For the interested observers the ARM technical documentation is here: Documentation – Arm Developer

Some thought experiments:

  1. Task X moves from core A to core B.
    — The context save should flush the cache and this should be fine.
  2. Task X shares data with Task Y. X is running in A and Y is running in B.
    — The shared data must have a mutex. The FreeRTOS mutex would need to be using non-cached RAM.
  3. FreeRTOS operations are running in both cores.
    — Critical memory is protected with with HW spinlocks.
    — The Critical memory must either be non-cached… or,
    — The critical sections must flush the cache on release and invalidate the cache on get. This is not demonstrated in the current ports.

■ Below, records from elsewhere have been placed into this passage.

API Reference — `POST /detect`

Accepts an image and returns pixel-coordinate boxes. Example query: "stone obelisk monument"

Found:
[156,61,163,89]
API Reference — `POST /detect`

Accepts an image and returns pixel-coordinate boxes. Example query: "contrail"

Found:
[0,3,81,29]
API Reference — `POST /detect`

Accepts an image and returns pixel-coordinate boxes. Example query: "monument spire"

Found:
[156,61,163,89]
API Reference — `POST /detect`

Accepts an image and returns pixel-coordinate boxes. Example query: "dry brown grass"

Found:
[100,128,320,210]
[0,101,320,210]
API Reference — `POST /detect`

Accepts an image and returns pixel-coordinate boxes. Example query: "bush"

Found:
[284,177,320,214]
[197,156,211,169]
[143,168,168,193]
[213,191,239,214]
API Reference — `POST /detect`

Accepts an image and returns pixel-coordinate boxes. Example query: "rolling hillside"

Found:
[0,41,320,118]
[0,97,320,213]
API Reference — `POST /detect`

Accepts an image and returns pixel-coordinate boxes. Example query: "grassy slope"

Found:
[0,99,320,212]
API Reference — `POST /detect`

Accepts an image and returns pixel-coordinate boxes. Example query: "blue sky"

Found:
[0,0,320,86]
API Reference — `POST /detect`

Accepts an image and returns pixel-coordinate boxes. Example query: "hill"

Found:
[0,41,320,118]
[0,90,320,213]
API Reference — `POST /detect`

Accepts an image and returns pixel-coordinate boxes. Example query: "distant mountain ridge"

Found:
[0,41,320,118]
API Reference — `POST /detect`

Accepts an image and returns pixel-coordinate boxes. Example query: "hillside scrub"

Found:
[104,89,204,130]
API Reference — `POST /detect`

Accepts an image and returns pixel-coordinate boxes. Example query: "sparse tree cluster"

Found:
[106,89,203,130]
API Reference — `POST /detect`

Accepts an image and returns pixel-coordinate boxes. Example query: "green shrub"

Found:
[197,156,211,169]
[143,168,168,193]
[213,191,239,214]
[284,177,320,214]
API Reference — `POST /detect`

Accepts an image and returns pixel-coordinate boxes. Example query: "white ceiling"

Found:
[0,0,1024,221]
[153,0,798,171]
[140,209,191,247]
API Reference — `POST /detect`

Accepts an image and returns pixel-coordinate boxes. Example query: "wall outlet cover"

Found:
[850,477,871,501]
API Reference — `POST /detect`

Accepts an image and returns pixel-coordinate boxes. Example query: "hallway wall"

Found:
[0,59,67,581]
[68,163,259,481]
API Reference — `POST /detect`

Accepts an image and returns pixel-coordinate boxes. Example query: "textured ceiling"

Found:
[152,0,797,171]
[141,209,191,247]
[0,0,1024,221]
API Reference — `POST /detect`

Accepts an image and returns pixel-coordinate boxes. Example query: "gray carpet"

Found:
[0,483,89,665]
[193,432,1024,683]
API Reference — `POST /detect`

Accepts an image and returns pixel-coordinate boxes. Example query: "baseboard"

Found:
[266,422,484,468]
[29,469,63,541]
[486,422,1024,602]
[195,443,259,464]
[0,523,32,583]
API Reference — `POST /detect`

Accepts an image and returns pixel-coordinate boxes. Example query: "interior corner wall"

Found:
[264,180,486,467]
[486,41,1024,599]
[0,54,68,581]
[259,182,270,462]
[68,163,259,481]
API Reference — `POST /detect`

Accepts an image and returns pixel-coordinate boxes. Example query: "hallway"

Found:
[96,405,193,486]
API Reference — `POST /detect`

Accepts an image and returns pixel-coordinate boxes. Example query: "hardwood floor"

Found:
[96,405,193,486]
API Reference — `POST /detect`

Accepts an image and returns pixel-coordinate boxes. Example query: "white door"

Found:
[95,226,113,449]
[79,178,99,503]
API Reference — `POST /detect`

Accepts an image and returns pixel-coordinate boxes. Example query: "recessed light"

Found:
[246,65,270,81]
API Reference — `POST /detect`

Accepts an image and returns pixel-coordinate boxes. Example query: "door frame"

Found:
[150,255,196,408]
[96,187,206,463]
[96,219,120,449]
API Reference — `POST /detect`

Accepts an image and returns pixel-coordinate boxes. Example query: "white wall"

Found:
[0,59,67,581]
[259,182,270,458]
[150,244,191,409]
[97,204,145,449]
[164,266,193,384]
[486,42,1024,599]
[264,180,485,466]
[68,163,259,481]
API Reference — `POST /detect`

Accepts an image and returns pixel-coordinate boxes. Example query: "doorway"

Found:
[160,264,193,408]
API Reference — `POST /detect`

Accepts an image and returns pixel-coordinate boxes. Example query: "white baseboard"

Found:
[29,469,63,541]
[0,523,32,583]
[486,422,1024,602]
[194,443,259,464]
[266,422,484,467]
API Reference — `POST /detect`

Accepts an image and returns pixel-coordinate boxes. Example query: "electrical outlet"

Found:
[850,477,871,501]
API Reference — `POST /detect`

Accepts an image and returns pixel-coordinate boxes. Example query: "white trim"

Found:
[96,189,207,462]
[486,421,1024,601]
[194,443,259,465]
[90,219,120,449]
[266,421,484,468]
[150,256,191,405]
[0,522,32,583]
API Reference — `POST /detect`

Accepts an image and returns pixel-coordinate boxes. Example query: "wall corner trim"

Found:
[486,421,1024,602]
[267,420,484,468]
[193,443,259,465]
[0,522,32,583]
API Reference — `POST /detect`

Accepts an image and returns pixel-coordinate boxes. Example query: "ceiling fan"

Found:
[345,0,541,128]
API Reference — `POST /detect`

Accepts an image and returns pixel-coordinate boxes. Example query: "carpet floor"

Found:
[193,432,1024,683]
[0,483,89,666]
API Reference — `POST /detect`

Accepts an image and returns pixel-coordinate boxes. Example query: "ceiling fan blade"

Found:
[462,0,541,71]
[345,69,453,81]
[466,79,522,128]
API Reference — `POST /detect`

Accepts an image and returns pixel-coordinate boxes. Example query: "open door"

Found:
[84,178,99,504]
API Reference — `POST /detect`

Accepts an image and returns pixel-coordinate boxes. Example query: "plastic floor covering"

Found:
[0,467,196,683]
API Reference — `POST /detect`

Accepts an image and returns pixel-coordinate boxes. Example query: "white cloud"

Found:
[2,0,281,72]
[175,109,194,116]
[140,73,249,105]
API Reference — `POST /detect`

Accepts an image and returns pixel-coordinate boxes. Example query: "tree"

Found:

Posting a link to this page: Officially supported and contributed FreeRTOS code - some definitions to show the path for contributing your port once its running :slight_smile:

Once we get acceptable results :crossed_fingers: and clean core we will upload code to github.

Hi Joseph,

I’m able to trigger an interrupt on core1 from void vYieldCore( int xCoreID ) when executed on core0.
When you say “cause the core to run the scheduler”, which function exactly must be invoked in the ISR executed on core1?



Going over RP2040/port.c: void prvFIFOInterruptHandler() again,

My guess is that
should be invoked in the ISR. Is that correct?

Another question. xPortStartSchedulerOnCore() is invoked on both core0 and core1, which suggests that the inter-core interrupt is registered on both cores. If so, core1 will also trigger an interrupt on core0 when vYieldCore( int xCoreID ) is invoked.

Is that correct?

Thanks a lot,


Yes, you will call portYIELD_FROM_ISR(TRUE). You can see that behavior here: FreeRTOS-Kernel/port.c at 4832377117b4198db43009f2b548497d9cdbf8da · FreeRTOS/FreeRTOS-Kernel · GitHub

Your second question is exactly correct. In the pico port, the FIFO interrupt is configured for both directions between the cores and either core can trigger portYIELD_FROM_ISR(TRUE) for the opposite core. This allows core B to reschedule core A for reasons other than tick. I.E. a write to a queue can cause a higher priority task(s) to unblock.